Existant depuis le début des années 90, et ayant livré une bonne plâtrée de sorties, c'est au début des années 2000 que le groupe prend une orientation bien plus musclée et distordue. Balançant coup sur coup deux chefs d’œuvres aussi beaux que prompts à flinguer le cerveau de tous les occidentaux, non habitués à une manière aussi décomplexée de tout mélanger. à savoir la pierre angulaire "No Thank You" et la confirmation "Newave". Le groupe fait finalement un hiatus de cinq ans incluant une tournée aux US avant la sortie de ce dernier opus en date et balançant nombre d'EPs de qualité (qui que vous soyez jetez vous sur le "Penguin EP", énorme boucherie Metal Extrême expérimental). Ce "Yukari Telepath" étant leur dernière sortie en date, et s'imposant clairement dans le paysage comme le plus accompli de tous, mais également l'un des plus complexes à aborder. Sa pochette en forme de test optique chiant pose le décor et l'ambiance, manquant au premier abord d'humanité, mais ne faisant que révéler des subtilités au début cachées et ne cessant de jouer avec nos nerfs. Manquant de couleurs au premier abord malgré ses écarts hors de sens, et se révélant juste profond et multiple. Un énorme pavé presque indissociable qui va demander son lot de patience avant de se révéler.

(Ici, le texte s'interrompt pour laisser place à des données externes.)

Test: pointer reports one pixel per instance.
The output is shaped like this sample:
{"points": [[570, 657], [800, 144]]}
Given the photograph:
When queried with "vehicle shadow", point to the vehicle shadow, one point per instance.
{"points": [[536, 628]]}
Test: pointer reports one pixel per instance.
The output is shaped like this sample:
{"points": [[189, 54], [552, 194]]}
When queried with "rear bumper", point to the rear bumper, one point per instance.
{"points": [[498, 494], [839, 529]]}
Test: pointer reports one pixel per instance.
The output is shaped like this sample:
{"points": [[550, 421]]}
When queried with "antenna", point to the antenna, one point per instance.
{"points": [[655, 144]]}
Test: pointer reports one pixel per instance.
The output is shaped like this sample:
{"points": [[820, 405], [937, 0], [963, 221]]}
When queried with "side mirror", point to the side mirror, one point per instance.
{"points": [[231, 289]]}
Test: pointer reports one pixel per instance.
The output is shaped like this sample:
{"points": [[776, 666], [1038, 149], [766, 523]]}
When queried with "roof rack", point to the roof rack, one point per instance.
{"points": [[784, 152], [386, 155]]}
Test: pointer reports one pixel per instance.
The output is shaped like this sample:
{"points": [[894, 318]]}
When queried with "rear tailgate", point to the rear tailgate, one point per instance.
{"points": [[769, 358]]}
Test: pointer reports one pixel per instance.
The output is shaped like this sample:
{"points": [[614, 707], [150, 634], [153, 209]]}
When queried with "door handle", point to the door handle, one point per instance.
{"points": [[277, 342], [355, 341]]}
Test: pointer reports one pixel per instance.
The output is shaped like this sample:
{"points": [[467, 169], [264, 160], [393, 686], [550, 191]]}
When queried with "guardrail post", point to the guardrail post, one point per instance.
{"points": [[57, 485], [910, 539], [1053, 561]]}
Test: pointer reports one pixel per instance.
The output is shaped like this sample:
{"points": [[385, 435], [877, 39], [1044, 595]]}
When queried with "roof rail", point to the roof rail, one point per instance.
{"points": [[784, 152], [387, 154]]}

"Yukari Telepath" part dans tous les sens mais de manière posée et réfléchie. Il a beau ne ressembler à rien quand on prend du recul, une fois plongé dedans chaque chose prend sens. Les mélanges ne sont pas hystériques comme sur "No Thank You" qui n'avait aucun problème à balancer un morceau de Pop niaise entrecoupé d'un énorme blast et growl caverneux. Ici chaque morceau a sa ligne directrice et l’œuvre globale est évidente. On démarre en douceur avec "Zoei" et son introduction, faisant éclater des riffs extrêmement lourds alternés avec des accalmies célestes, morceau en surface simple mais bourré de subtilités, immédiat, et permettant de rentrer dans le vif du sujet. Le son est lourd, physique, et la voix androgyne de Narasaki n'a pas bougé d'un iota (et je comprendrais que ça ne passe pas du tout pour les réfractaires au japonais). Et par la suite ça se met en branle. Au point qu'on ne sait plus où donner de la tête tant la première moitié de l'album est juste ébouriffante dans ses variations d'ambiances, où la superbe "Wipeout" (reprise du "Penguin EP") est revigorante dans son utilisation d'instruments traditionnels japs mélangés à la lourdeur des guitares, où "Aquarian Age" incarne juste l'un des plus beaux morceaux de musique électronique que j'ai entendu de ma vie tant il fait voyager à travers les cieux et envoie des thèmes mémorables à faire pâlir toutes les OST de jeux vidéo. Là où on peut pratiquement qualifier "Hedorian Forever" de shoegaze épique et lumineux, "Water Bird" sonne nocturne et fait une utilisation bien contrastée des mêmes guitares, opposé au fourmillement sonore de l'usine à nuages "Automation Structures". Dans tous les cas, les pistes 1 à 7 sont autant de tubes frôlant la perfection chacun à leur manière que c'en donne le vertige.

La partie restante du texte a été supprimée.